In this case, if the Midtown in Motion system succeeds in making traffic flow more efficient, this could be tantamount to increasing the capacity of the road system. It could be almost the same as if the City had built more roads. An increase in the supply of roadspace, Jevons might point out, could simply increase the amount of traffic. More people would take trips, and take more of them.
Curiously, this problem was pointed by Ariel in a recent posting regarding a traffic study conducted at the University of Toronto:
The disheartening study used data from hundreds of metro areas in the U.S. to reach the conclusion that there is a “fundamental law of highway congestion,” which essentially says that people drive more when there are more roads to drive on–no matter how much traffic there is. As a result, increased building of “interstate highways and major urban roads is unlikely to relieve congestion of these roads.”

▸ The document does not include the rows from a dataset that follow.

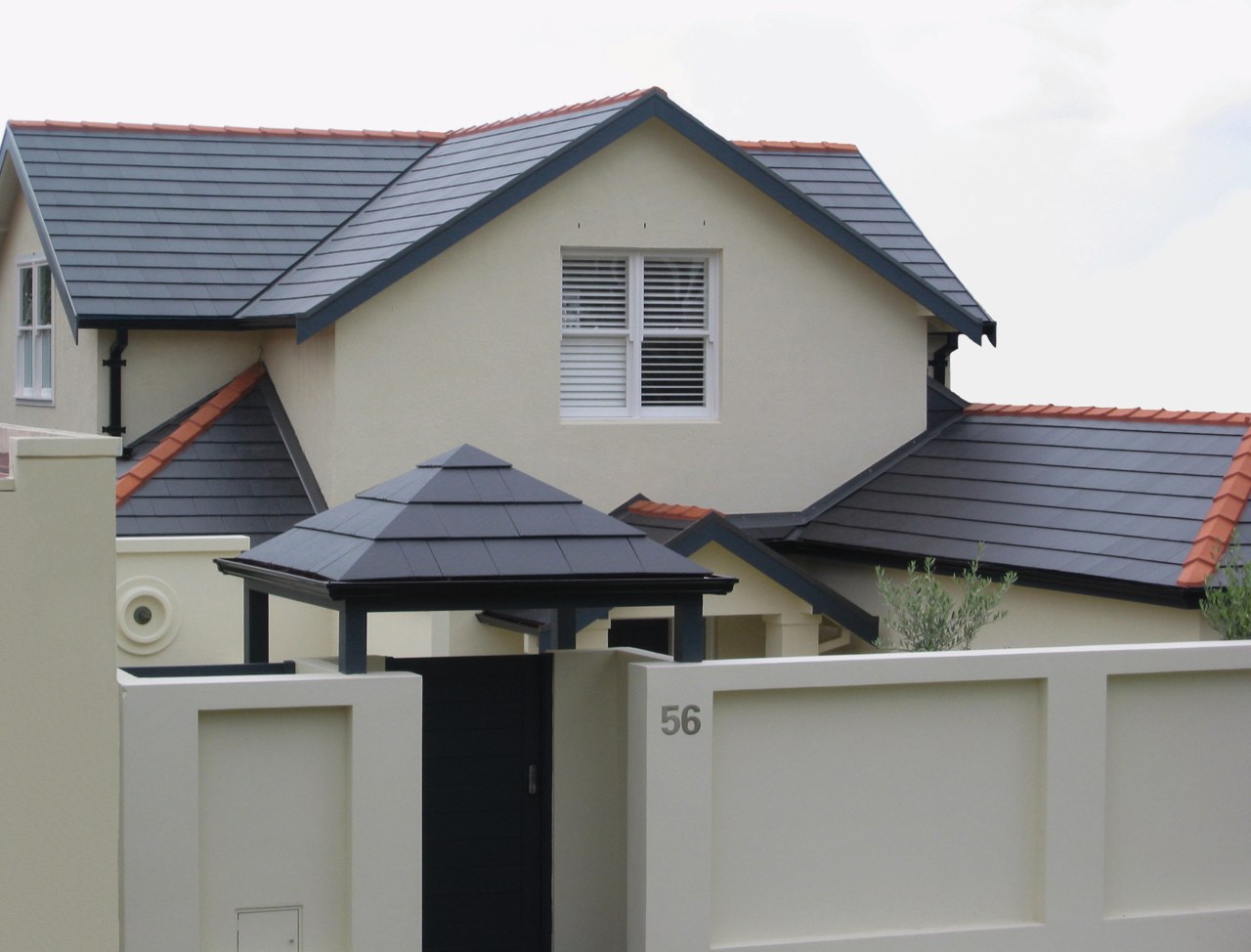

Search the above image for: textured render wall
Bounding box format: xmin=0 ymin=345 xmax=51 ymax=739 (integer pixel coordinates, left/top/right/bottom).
xmin=332 ymin=124 xmax=926 ymax=511
xmin=628 ymin=644 xmax=1251 ymax=952
xmin=262 ymin=326 xmax=335 ymax=505
xmin=0 ymin=437 xmax=120 ymax=952
xmin=0 ymin=194 xmax=105 ymax=433
xmin=121 ymin=671 xmax=421 ymax=952
xmin=551 ymin=648 xmax=661 ymax=952
xmin=120 ymin=330 xmax=262 ymax=443
xmin=804 ymin=559 xmax=1217 ymax=648
xmin=112 ymin=536 xmax=338 ymax=667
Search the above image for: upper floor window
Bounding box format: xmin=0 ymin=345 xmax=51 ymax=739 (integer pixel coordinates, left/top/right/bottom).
xmin=17 ymin=261 xmax=53 ymax=401
xmin=560 ymin=251 xmax=718 ymax=417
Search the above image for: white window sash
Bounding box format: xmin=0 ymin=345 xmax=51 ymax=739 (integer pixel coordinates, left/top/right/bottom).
xmin=560 ymin=251 xmax=719 ymax=419
xmin=14 ymin=259 xmax=55 ymax=403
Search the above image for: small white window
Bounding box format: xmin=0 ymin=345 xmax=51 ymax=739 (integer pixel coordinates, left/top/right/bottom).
xmin=17 ymin=261 xmax=53 ymax=402
xmin=560 ymin=251 xmax=716 ymax=417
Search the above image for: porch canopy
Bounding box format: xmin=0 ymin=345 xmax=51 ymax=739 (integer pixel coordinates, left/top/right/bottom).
xmin=216 ymin=444 xmax=737 ymax=674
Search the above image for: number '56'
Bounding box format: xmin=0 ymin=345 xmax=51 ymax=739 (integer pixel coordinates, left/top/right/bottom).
xmin=661 ymin=705 xmax=703 ymax=734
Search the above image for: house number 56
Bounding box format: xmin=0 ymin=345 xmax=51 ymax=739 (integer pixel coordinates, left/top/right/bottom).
xmin=661 ymin=705 xmax=703 ymax=734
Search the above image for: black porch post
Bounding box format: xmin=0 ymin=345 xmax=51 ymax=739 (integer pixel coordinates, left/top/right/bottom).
xmin=555 ymin=607 xmax=578 ymax=651
xmin=339 ymin=602 xmax=369 ymax=674
xmin=242 ymin=586 xmax=269 ymax=665
xmin=673 ymin=595 xmax=705 ymax=662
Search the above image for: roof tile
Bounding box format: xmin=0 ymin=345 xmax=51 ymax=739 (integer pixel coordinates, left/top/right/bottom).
xmin=116 ymin=363 xmax=265 ymax=505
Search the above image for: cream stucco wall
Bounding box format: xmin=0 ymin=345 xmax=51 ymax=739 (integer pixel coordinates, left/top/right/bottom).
xmin=803 ymin=559 xmax=1217 ymax=648
xmin=121 ymin=330 xmax=263 ymax=443
xmin=0 ymin=193 xmax=111 ymax=433
xmin=630 ymin=643 xmax=1251 ymax=952
xmin=113 ymin=536 xmax=338 ymax=668
xmin=0 ymin=435 xmax=119 ymax=952
xmin=323 ymin=120 xmax=926 ymax=510
xmin=262 ymin=326 xmax=337 ymax=505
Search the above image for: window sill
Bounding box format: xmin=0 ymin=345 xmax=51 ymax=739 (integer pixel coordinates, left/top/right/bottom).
xmin=560 ymin=416 xmax=720 ymax=426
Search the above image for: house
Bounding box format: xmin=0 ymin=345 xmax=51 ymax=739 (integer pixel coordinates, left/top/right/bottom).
xmin=0 ymin=89 xmax=1234 ymax=662
xmin=0 ymin=90 xmax=996 ymax=657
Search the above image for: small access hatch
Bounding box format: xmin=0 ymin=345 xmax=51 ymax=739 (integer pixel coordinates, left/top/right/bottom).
xmin=236 ymin=906 xmax=300 ymax=952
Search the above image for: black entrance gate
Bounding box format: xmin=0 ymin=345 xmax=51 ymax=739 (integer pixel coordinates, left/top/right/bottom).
xmin=387 ymin=654 xmax=551 ymax=952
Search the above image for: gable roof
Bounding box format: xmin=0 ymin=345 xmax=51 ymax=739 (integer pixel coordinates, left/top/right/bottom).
xmin=116 ymin=364 xmax=325 ymax=544
xmin=782 ymin=404 xmax=1251 ymax=604
xmin=219 ymin=444 xmax=734 ymax=607
xmin=612 ymin=496 xmax=879 ymax=643
xmin=0 ymin=89 xmax=995 ymax=341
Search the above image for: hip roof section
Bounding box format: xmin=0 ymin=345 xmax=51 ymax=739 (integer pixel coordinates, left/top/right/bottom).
xmin=788 ymin=404 xmax=1251 ymax=593
xmin=0 ymin=89 xmax=995 ymax=341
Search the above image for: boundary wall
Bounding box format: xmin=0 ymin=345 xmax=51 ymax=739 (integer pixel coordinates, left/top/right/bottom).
xmin=626 ymin=643 xmax=1251 ymax=952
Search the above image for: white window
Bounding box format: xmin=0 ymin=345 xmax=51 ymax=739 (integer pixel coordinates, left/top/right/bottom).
xmin=17 ymin=261 xmax=53 ymax=401
xmin=560 ymin=251 xmax=716 ymax=417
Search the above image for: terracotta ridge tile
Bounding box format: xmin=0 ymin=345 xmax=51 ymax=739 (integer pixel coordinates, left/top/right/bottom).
xmin=628 ymin=499 xmax=724 ymax=522
xmin=732 ymin=139 xmax=859 ymax=152
xmin=965 ymin=403 xmax=1251 ymax=426
xmin=115 ymin=363 xmax=267 ymax=505
xmin=9 ymin=119 xmax=448 ymax=143
xmin=1177 ymin=425 xmax=1251 ymax=588
xmin=447 ymin=86 xmax=665 ymax=139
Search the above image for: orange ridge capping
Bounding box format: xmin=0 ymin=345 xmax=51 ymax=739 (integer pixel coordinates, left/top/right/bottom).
xmin=733 ymin=139 xmax=859 ymax=152
xmin=965 ymin=403 xmax=1251 ymax=426
xmin=116 ymin=363 xmax=265 ymax=505
xmin=628 ymin=499 xmax=723 ymax=522
xmin=1177 ymin=429 xmax=1251 ymax=588
xmin=9 ymin=119 xmax=448 ymax=143
xmin=446 ymin=86 xmax=666 ymax=139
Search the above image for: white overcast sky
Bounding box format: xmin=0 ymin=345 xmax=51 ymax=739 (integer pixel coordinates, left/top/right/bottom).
xmin=0 ymin=0 xmax=1251 ymax=411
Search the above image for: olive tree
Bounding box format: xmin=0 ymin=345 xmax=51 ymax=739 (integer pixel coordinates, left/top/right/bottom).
xmin=873 ymin=546 xmax=1017 ymax=652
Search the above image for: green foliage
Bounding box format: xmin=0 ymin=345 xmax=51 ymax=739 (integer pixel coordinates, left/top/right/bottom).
xmin=1198 ymin=538 xmax=1251 ymax=640
xmin=873 ymin=546 xmax=1017 ymax=652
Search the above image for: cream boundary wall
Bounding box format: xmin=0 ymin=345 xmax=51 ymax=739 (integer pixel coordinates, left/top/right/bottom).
xmin=112 ymin=536 xmax=335 ymax=667
xmin=815 ymin=559 xmax=1205 ymax=648
xmin=628 ymin=643 xmax=1251 ymax=952
xmin=327 ymin=120 xmax=926 ymax=511
xmin=121 ymin=671 xmax=421 ymax=952
xmin=0 ymin=189 xmax=105 ymax=433
xmin=551 ymin=648 xmax=662 ymax=952
xmin=0 ymin=434 xmax=120 ymax=951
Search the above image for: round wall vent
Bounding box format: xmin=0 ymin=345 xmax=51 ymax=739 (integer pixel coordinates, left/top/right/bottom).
xmin=117 ymin=576 xmax=183 ymax=654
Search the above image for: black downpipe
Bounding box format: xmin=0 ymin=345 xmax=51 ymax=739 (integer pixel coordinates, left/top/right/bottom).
xmin=929 ymin=334 xmax=960 ymax=386
xmin=103 ymin=327 xmax=130 ymax=459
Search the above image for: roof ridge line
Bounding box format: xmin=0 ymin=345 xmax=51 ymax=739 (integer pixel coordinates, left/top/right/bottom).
xmin=626 ymin=499 xmax=725 ymax=522
xmin=1177 ymin=426 xmax=1251 ymax=588
xmin=9 ymin=119 xmax=448 ymax=143
xmin=115 ymin=361 xmax=268 ymax=505
xmin=444 ymin=86 xmax=669 ymax=139
xmin=731 ymin=139 xmax=859 ymax=153
xmin=965 ymin=403 xmax=1251 ymax=426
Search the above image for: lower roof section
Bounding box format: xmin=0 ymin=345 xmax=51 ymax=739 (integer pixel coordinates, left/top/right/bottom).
xmin=776 ymin=406 xmax=1251 ymax=600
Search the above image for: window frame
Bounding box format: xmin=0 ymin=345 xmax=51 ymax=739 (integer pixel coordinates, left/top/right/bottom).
xmin=14 ymin=255 xmax=57 ymax=407
xmin=557 ymin=247 xmax=720 ymax=420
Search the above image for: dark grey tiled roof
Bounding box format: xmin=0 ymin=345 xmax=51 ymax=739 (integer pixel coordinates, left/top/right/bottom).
xmin=787 ymin=412 xmax=1251 ymax=588
xmin=241 ymin=103 xmax=628 ymax=318
xmin=748 ymin=149 xmax=989 ymax=337
xmin=237 ymin=446 xmax=711 ymax=582
xmin=5 ymin=90 xmax=995 ymax=340
xmin=117 ymin=381 xmax=314 ymax=545
xmin=10 ymin=125 xmax=432 ymax=321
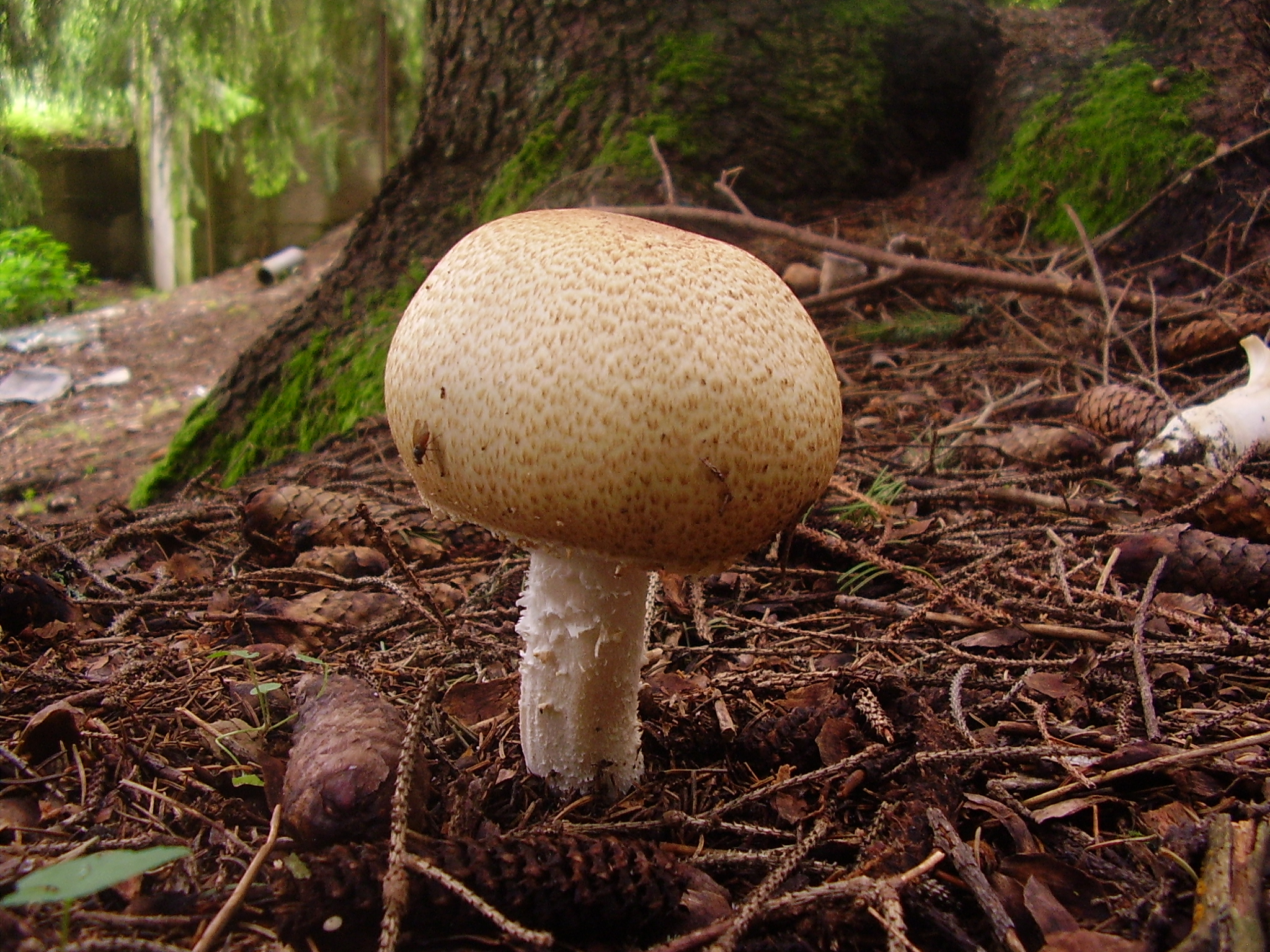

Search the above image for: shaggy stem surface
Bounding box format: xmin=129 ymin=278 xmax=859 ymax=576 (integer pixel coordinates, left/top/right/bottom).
xmin=515 ymin=551 xmax=649 ymax=791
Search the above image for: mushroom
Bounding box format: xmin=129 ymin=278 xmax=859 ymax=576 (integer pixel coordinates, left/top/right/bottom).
xmin=385 ymin=209 xmax=842 ymax=792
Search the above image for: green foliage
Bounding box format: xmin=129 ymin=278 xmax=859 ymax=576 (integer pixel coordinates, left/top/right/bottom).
xmin=827 ymin=469 xmax=907 ymax=523
xmin=592 ymin=33 xmax=728 ymax=175
xmin=128 ymin=268 xmax=427 ymax=509
xmin=842 ymin=309 xmax=969 ymax=344
xmin=987 ymin=43 xmax=1213 ymax=241
xmin=0 ymin=847 xmax=189 ymax=906
xmin=0 ymin=227 xmax=89 ymax=327
xmin=480 ymin=122 xmax=566 ymax=222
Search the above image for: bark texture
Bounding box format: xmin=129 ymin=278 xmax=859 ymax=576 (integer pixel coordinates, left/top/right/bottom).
xmin=133 ymin=0 xmax=998 ymax=504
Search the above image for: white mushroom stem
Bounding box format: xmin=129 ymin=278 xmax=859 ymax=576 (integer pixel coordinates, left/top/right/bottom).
xmin=515 ymin=550 xmax=649 ymax=791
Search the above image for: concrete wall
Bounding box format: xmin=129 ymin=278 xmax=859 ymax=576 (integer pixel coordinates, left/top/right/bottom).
xmin=19 ymin=136 xmax=380 ymax=281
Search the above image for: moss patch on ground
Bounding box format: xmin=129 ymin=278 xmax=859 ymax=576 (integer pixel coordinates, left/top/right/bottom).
xmin=128 ymin=268 xmax=427 ymax=509
xmin=985 ymin=42 xmax=1214 ymax=241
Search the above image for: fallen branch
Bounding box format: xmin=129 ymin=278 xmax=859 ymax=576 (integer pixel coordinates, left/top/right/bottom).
xmin=193 ymin=803 xmax=282 ymax=952
xmin=1024 ymin=731 xmax=1270 ymax=809
xmin=926 ymin=806 xmax=1024 ymax=952
xmin=598 ymin=205 xmax=1195 ymax=315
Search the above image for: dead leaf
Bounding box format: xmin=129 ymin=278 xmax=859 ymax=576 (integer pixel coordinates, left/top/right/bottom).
xmin=1150 ymin=591 xmax=1213 ymax=615
xmin=644 ymin=671 xmax=710 ymax=700
xmin=657 ymin=573 xmax=692 ymax=615
xmin=952 ymin=628 xmax=1028 ymax=647
xmin=1024 ymin=671 xmax=1081 ymax=700
xmin=776 ymin=681 xmax=837 ymax=711
xmin=1040 ymin=929 xmax=1147 ymax=952
xmin=772 ymin=791 xmax=812 ymax=822
xmin=0 ymin=793 xmax=39 ymax=831
xmin=156 ymin=552 xmax=212 ymax=581
xmin=441 ymin=674 xmax=521 ymax=728
xmin=1140 ymin=800 xmax=1199 ymax=839
xmin=1032 ymin=796 xmax=1114 ymax=822
xmin=815 ymin=717 xmax=859 ymax=767
xmin=1150 ymin=661 xmax=1190 ymax=684
xmin=1024 ymin=876 xmax=1081 ymax=942
xmin=18 ymin=700 xmax=86 ymax=764
xmin=998 ymin=853 xmax=1108 ymax=925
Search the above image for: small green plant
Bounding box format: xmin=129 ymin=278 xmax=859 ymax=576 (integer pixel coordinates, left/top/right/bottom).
xmin=828 ymin=469 xmax=904 ymax=524
xmin=0 ymin=847 xmax=189 ymax=907
xmin=0 ymin=227 xmax=89 ymax=327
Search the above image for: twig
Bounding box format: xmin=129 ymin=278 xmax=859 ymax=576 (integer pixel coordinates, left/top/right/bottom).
xmin=926 ymin=806 xmax=1025 ymax=952
xmin=1024 ymin=731 xmax=1270 ymax=809
xmin=716 ymin=170 xmax=755 ymax=218
xmin=597 ymin=205 xmax=1196 ymax=315
xmin=380 ymin=689 xmax=432 ymax=952
xmin=647 ymin=136 xmax=680 ymax=206
xmin=193 ymin=803 xmax=282 ymax=952
xmin=357 ymin=503 xmax=455 ymax=638
xmin=799 ymin=269 xmax=905 ymax=310
xmin=949 ymin=664 xmax=980 ymax=747
xmin=404 ymin=853 xmax=555 ymax=946
xmin=710 ymin=816 xmax=832 ymax=952
xmin=1063 ymin=205 xmax=1128 ymax=385
xmin=1133 ymin=556 xmax=1168 ymax=740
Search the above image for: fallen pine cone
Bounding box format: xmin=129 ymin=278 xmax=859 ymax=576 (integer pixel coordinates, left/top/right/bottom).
xmin=270 ymin=834 xmax=719 ymax=947
xmin=1115 ymin=524 xmax=1270 ymax=604
xmin=242 ymin=486 xmax=445 ymax=565
xmin=282 ymin=674 xmax=427 ymax=844
xmin=1160 ymin=314 xmax=1270 ymax=361
xmin=1076 ymin=383 xmax=1171 ymax=446
xmin=1138 ymin=466 xmax=1270 ymax=542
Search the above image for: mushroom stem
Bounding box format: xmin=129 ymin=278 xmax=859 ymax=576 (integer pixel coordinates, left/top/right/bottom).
xmin=515 ymin=550 xmax=649 ymax=792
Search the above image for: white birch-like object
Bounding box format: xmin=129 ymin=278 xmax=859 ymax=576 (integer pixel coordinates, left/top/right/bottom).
xmin=1137 ymin=334 xmax=1270 ymax=470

This study surely lends weight to the concern that more efficient traffic management is not a solution to the problem of congestion.
In that case, what is the solution? According to this same study, the only solution shown so far to be effective is congestion pricing, that is, imposing a fee on drivers who use congested road networks. Increasing the cost of entering traffic is akin to decreasing the supply, almost as if some roadways were closed down. People respond by not driving or leaving their cars at home when they do travel. So, it is perhaps a sad irony that New York City has chosen the Midtown in Motion system over the alternative:
Midtown in Motion will certainly be a more popular traffic solution than congestion pricing, a scheme proposed by Mayor Bloomberg that would charge drivers a fee for entering Midtown during peak traffic times.
Well, politicians often have to do what is popular, but you cannot help the sinking feeling that New York is throwing its money away.